Surely, we see a brilliant villain in the character of Sauron. He is malevolent and devious, stopping at nothing but complete conquest. And yet, he is not entirely bad. He was once good and fell into the darkness as everyone else — no one is entirely evil in that world, or rather, no one began as evil.

The story and look into his history we get in the Silmarillion is really worth it, and I think that knowing that allows me to think a bit more critically of how Peter Jackson made him look in the movies, and I do not entirely agree with that way. The Sauron present in Lord of the Rings is only a part of the entire character, and I am not certain he is the better part (better as in more interesting).

Of Peter Jackson’s Sauron: I’ll start by pointing out that nowhere can we actually read that Sauron’s was as tall as they made him be. Indeed, there’s plenty to allow us to think that his human form looked as any man or elf would (at least in the earlier part of the Second Age before the Fall of Númenor). There is no reason to believe that his later malevolent form was any taller than that, and it seems to be just an easy way that Mr Jackson has followed : oh, he is the villain, let’s give him black armour and make him twice as tall as anyone else.

The black armour itself I do not object to: it is hardly likely that Gorthaur the Cruel would have worn anything else. The mace? Maybe. I am slightly uncertain about the weapon, although Melkor used a mace and it is not unlikely to have his apprentice follow in the very same footsteps.

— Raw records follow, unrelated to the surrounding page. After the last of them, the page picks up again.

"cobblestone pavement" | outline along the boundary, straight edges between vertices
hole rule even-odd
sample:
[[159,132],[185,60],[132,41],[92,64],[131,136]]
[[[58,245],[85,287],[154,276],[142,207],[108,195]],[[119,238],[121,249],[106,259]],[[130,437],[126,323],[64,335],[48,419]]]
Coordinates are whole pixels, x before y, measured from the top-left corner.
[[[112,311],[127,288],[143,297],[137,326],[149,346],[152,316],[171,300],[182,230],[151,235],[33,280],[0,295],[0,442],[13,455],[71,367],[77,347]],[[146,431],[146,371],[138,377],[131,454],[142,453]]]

Of Sauron himself, I quite enjoy him as a character. As I mentioned before, he appears now and then in Silmarillion and he is more instrumental there. He is also present in the Akallabêth, and we can see the more deceptive manipulative self of his in that record of the Second Age. I find that the Sauron we are confronted with in the Third Age, though being his own master, is the least interesting of these. This last one is solely bent on strength and power, and has seemingly lost the plotting side.

The Sauron of the First Age (that I would define and separate from the others by calling him Gorthaur) was an interesting creature. I like him best, and that solely comes from his encounter with Finrod Felagund where they fight each other. Indeed, the deceptiveness of this character makes him quite fun to read about. This same deceptiveness also works for him in the court of the kings of Númenor making that era quite interesting. It is somewhat of a loss that we lack that interesting side in the Third Age.

As a short aside, I quite like imagining what the force of Ar-Pharazôn the Golden must have looked like for Sauron to submit without trying to resist. That host must have been without equal at that time (or Sauron must have been so clever to know that submission would give him greater power — which is also very possible).

However, Sauron the Great is also of some interest in his multiple roles as the Necromancer and the Eye. The manipulations that he plays upon Saruman and others are no smaller than the ones in previous eras although we learn of these through other characters.

So, when we look at Sauron in his evil black armour and twice the length of man, let’s remember that he used to be graceful and elegant, and that his cruelty was of a different kind in a bygone era. And, yet, even he was not entirely evil for in the beginning it would have been difficult to distinguish what later became Sauron from what later became Gandalf.